上次坐交通工具这么泛恶心是什么时候?大概是高考后的暑假,兴致勃勃地去坐飞机,结果在升空过程体会恶心、想吐,升空的颠簸甚至给她一种在坐过山车的感觉,一个人丧失了所有力气。
跪坐在车厢内,程舒抓紧车身的十根手指都在用力,她想总不能一直颠,过一会就……哕,生理性的恶心让她干呕起来。
……鲨了她吧,程舒一脑门撞向车厢,希望自己晕过去。
“咚”
些许响亮的声音回荡在车内。
“哈哈”,一个波兰军官笑出声,随后被颠得东倒西歪。
……她好像看见一车刚拔出土的萝卜在跳舞?程舒准备再给自己来一下,一只温热的手抵住她的脑门。
挨着坐的弗朗兹不着痕迹地将瘫痪的家伙往里踢了踢,伸手将扒着车身的程舒揽进怀里。
“不……”
程舒拒绝的声音卡到嗓子眼,混沌的脑子像吃过云南菌子一样精彩,她想真皮的触感就是好……弗朗兹的胸肌练的……嗯,她一定是在做梦。
弗朗兹不说话,看程舒抗拒的手慢腾腾变成环抱,给自己找了个最舒服的位置……睡着了。
?
微妙的不平衡感让弗朗兹捏了捏程舒的脸,软绵绵的触感给他一种捏棉花的感觉。
“呵……”
陷入沉睡的程舒好像听见一声轻笑,激得她在睡梦中打了个寒战。
莫名也有些犯困的弗朗兹打着哈欠将程舒往怀里带了带,抬头对上一双平静的碧蓝色眼眸。
弗朗兹挑眉,觉得看起来没对象的奥斯库有些好笑,盯着他抱人像是没见过一样。
奥斯库并不觉得好笑。
离开卡廷四十里左右的距离,车上的人分散在两三个乡镇下车。
另找一辆车,奥斯库充当司机,后座弗朗兹看着一个伤患和一个疑似伤患,睡得过于沉的程舒一度让他怀疑人睡死了。
车窗外尘土飞扬。
弗朗兹再次摸了摸程舒颈部的脉搏确认人还活着。
“你到哪下车?”奥斯库冷不丁出声。
“……车站?”弗朗兹没反应过来,“不行,要不你给我找辆车,带着人不方便坐车。
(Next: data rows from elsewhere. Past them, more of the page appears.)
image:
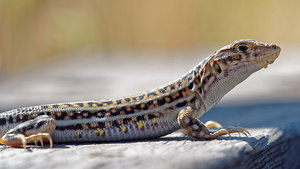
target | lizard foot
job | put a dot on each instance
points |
(196, 129)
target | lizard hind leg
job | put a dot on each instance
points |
(36, 129)
(196, 129)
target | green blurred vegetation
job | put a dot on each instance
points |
(34, 30)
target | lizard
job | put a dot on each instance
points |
(151, 114)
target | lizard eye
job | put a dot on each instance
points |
(242, 48)
(217, 68)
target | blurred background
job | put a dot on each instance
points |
(53, 50)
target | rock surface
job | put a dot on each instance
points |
(261, 104)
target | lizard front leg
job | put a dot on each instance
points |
(196, 129)
(38, 128)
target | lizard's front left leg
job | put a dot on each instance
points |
(195, 128)
(32, 130)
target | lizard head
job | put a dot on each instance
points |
(232, 64)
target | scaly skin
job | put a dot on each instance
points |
(148, 115)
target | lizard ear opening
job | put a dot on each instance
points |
(217, 68)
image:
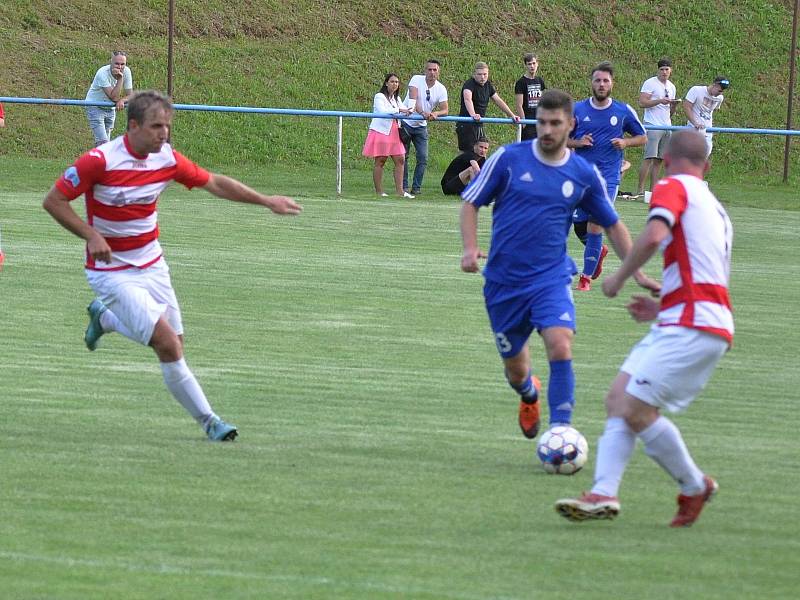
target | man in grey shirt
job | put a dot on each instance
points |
(112, 82)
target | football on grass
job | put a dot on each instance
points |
(562, 450)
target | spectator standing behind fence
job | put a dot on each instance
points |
(464, 168)
(475, 95)
(700, 103)
(658, 99)
(383, 138)
(112, 82)
(428, 97)
(527, 92)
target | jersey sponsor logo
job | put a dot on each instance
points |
(71, 175)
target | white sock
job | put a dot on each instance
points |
(110, 322)
(186, 390)
(664, 444)
(614, 449)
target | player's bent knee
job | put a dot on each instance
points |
(165, 342)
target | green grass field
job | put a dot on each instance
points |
(379, 454)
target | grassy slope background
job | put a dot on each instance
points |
(330, 55)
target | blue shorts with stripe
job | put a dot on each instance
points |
(515, 312)
(581, 216)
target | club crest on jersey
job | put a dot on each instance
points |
(71, 175)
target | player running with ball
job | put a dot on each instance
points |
(674, 361)
(535, 186)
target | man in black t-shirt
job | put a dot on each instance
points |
(464, 168)
(527, 92)
(475, 95)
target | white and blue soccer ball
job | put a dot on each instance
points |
(562, 450)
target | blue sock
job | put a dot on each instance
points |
(526, 390)
(591, 254)
(561, 391)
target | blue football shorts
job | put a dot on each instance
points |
(514, 312)
(581, 216)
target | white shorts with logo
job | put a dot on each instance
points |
(671, 365)
(138, 298)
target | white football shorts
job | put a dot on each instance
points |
(671, 365)
(138, 297)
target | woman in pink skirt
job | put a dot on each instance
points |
(383, 139)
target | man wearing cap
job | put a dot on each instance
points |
(700, 103)
(658, 99)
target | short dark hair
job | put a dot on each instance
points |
(604, 66)
(554, 99)
(141, 102)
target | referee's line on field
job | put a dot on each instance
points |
(166, 569)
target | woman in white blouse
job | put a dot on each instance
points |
(383, 139)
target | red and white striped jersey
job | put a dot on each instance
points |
(697, 256)
(122, 190)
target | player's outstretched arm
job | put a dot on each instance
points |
(469, 237)
(57, 204)
(232, 189)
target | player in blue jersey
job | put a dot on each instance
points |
(599, 136)
(535, 187)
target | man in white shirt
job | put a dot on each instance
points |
(428, 97)
(658, 99)
(112, 82)
(700, 103)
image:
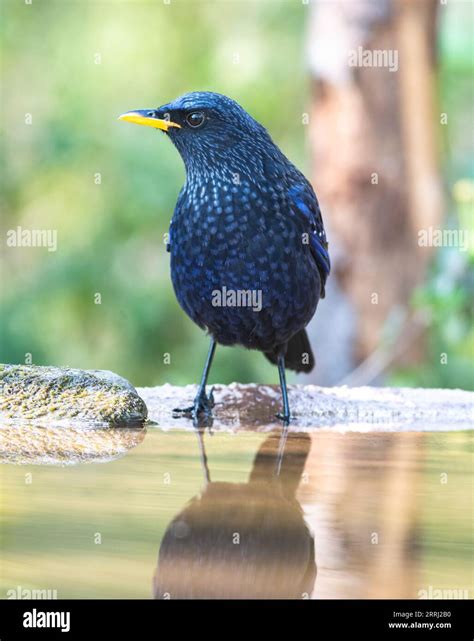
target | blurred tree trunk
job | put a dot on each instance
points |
(374, 148)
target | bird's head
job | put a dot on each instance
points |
(208, 129)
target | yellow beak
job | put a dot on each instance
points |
(141, 118)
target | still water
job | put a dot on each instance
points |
(177, 513)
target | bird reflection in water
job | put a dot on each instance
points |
(243, 540)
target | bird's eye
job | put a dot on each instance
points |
(195, 119)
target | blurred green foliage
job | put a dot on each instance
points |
(109, 189)
(447, 297)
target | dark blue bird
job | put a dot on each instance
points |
(249, 257)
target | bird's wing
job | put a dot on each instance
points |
(305, 205)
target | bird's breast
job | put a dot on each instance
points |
(229, 239)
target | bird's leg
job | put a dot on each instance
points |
(285, 415)
(203, 403)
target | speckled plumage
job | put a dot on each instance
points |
(246, 221)
(240, 222)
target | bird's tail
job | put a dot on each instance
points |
(299, 356)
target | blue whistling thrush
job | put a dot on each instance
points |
(249, 256)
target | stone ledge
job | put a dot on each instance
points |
(358, 408)
(64, 396)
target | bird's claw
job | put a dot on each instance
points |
(201, 410)
(286, 418)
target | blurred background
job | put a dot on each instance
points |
(388, 149)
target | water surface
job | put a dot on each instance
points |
(326, 514)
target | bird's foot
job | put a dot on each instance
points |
(201, 408)
(285, 418)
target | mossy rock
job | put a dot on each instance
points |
(57, 395)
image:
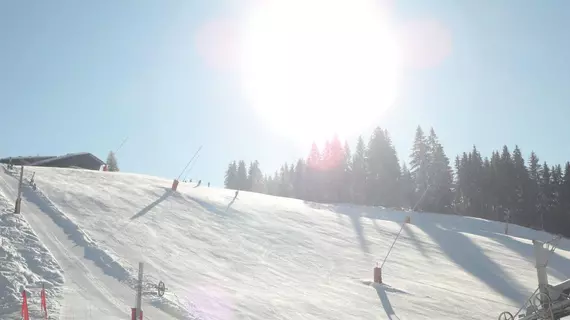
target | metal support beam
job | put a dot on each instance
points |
(138, 302)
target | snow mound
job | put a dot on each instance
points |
(25, 264)
(264, 257)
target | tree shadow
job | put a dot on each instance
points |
(210, 207)
(417, 243)
(149, 207)
(354, 218)
(461, 250)
(559, 264)
(386, 303)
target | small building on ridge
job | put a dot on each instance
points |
(83, 160)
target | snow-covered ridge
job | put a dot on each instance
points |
(25, 264)
(104, 258)
(264, 257)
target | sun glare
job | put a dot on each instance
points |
(312, 68)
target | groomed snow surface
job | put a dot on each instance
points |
(260, 257)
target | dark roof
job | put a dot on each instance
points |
(83, 160)
(25, 160)
(69, 155)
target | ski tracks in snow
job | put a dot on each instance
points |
(85, 283)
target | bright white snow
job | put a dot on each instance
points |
(265, 257)
(24, 264)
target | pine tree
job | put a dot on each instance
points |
(521, 186)
(419, 163)
(112, 164)
(255, 178)
(383, 170)
(313, 175)
(241, 183)
(299, 185)
(407, 187)
(230, 181)
(347, 174)
(359, 172)
(439, 195)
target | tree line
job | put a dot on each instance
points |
(501, 187)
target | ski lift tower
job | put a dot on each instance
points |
(548, 302)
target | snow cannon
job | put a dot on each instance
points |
(134, 314)
(377, 274)
(549, 301)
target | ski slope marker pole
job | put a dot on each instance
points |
(396, 239)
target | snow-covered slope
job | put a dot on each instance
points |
(24, 264)
(265, 257)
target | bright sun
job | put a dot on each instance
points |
(312, 68)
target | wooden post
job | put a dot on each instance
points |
(377, 274)
(19, 198)
(138, 302)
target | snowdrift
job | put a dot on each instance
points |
(264, 257)
(25, 264)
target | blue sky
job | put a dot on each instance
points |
(82, 76)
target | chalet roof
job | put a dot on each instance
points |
(69, 155)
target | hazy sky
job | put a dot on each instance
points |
(82, 76)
”
“……你带他?”奥斯库知道弗朗兹说的是谁。
“不,这个瘫痪的你带回去就好,也算你的任务,不是吗?”弗朗兹想起来贿赂一下奥斯库,从衬衫里掏出一个扁平的铁盒,取了支烟递给奥斯库,“我追她都到了卡廷,总要把人带回去。”
奥斯库沉默两秒,单手接过烟。
翻了翻穿在程舒身上的外套,弗朗兹找到打火机,帮奥斯库点了烟,自己也抽了一根。
“……埃里希让你追她的?”奥斯库吸了一口烟,右手指间夹住烟,轻敲窗沿。
“不”,弗朗兹看眼程舒,思索奥斯库关注她的原因,“埃里希把她当成可以陪莱恩的洋娃娃,但也有解决她的方案,我休假在火车站遇上她,被摆了一道,总要讨点利息。”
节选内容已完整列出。